A green string that danced in her hands, transforming into a broom and cat’s whiskers, a pointed hat, a ladder, a man with oysters on his back.

How do you do it? I remember asking.

Magic, little lovey, she said.

Show me, Mama.

Then strange sounds above us. The ominous steps of heavy boots. Shouts and smoke. Fire and unfamiliar faces pouring through the door, grabbing me. Grabbing my mother.

“You were a child.” The Blood Shrike brings me back to the killing field. To the battle. “It’s not your fault the Resistance took your mother.
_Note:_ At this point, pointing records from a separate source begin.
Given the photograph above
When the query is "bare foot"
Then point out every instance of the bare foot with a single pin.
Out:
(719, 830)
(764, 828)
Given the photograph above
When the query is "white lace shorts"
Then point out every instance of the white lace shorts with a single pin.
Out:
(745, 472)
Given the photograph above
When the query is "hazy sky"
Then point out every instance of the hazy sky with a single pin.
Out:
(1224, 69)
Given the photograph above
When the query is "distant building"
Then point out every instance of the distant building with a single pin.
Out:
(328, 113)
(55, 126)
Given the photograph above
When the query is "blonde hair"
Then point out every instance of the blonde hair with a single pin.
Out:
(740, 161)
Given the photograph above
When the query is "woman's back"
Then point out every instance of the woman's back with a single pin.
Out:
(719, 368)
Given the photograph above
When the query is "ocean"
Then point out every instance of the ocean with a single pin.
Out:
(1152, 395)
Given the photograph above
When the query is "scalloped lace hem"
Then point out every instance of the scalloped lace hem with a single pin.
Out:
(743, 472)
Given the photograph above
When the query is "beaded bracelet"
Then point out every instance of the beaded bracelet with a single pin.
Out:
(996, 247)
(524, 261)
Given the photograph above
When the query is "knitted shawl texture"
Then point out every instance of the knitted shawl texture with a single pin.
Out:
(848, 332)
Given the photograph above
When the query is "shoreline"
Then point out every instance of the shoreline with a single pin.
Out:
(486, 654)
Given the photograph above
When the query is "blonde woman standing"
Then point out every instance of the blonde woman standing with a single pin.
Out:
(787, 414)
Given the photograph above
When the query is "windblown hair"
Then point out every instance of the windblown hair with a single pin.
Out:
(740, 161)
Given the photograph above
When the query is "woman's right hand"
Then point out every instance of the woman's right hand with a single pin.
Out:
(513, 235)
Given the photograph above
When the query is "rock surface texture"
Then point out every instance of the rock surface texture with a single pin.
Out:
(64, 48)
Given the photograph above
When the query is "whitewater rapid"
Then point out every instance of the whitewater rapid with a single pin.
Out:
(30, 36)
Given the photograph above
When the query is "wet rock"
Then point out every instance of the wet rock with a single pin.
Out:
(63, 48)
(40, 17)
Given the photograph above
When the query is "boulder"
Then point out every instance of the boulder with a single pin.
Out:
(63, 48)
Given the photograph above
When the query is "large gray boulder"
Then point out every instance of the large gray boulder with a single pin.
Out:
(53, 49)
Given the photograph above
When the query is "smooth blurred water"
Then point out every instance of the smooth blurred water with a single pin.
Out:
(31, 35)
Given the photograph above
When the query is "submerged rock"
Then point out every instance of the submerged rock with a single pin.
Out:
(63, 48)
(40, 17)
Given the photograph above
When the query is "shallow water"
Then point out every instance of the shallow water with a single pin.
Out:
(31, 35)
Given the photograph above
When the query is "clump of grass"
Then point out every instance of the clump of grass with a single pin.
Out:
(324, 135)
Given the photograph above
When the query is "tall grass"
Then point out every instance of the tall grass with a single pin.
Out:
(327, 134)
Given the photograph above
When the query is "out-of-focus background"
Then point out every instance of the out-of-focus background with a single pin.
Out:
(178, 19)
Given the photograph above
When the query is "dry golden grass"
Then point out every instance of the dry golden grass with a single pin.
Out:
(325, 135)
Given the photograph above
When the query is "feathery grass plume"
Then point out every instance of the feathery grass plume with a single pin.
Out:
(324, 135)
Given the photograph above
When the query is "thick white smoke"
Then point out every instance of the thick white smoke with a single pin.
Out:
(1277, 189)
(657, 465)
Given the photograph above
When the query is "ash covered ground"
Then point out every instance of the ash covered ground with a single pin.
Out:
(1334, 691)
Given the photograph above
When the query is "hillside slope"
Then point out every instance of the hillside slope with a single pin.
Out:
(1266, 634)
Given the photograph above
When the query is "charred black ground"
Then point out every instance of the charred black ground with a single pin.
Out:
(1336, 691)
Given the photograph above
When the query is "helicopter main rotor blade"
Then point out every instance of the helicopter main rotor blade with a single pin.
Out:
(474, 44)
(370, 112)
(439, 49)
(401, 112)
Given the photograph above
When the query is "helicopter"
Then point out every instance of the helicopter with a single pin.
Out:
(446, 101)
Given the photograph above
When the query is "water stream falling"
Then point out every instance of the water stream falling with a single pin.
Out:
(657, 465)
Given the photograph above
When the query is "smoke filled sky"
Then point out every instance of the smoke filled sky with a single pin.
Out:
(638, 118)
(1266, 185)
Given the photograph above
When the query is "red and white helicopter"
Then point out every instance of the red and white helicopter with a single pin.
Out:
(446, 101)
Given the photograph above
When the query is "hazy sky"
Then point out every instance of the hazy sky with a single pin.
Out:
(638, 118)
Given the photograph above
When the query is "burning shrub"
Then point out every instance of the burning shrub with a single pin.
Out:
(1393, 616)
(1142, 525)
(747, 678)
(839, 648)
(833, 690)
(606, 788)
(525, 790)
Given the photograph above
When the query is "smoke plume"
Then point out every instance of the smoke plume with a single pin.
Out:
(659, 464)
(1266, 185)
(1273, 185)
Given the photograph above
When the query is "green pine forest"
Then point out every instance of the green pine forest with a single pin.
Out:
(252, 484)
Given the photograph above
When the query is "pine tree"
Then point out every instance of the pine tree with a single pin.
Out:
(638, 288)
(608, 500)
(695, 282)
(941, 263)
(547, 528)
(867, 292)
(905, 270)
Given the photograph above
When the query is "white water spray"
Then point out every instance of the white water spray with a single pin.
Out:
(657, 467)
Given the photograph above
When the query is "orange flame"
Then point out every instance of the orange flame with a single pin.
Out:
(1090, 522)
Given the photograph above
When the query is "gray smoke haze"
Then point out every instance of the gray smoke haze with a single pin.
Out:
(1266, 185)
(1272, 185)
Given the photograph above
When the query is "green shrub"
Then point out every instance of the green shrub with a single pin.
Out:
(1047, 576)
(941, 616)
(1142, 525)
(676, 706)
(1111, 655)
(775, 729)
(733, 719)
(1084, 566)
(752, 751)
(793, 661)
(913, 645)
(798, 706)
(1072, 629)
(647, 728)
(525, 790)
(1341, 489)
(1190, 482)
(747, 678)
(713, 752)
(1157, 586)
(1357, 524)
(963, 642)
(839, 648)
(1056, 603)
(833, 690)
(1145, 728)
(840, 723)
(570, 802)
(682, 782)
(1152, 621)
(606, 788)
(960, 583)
It’s not your fault they hurt her.”

I release the Shrike and stagger back. Yes, I was a child. A child who did nothing but watch as Scholar rebels killed off our guards and the barge captain. A child who was struck dumb even as my mother and I were kidnapped and taken to a grimy mountain lair. A child who wept and wailed as, in the room next to mine, those rebels tortured my mother.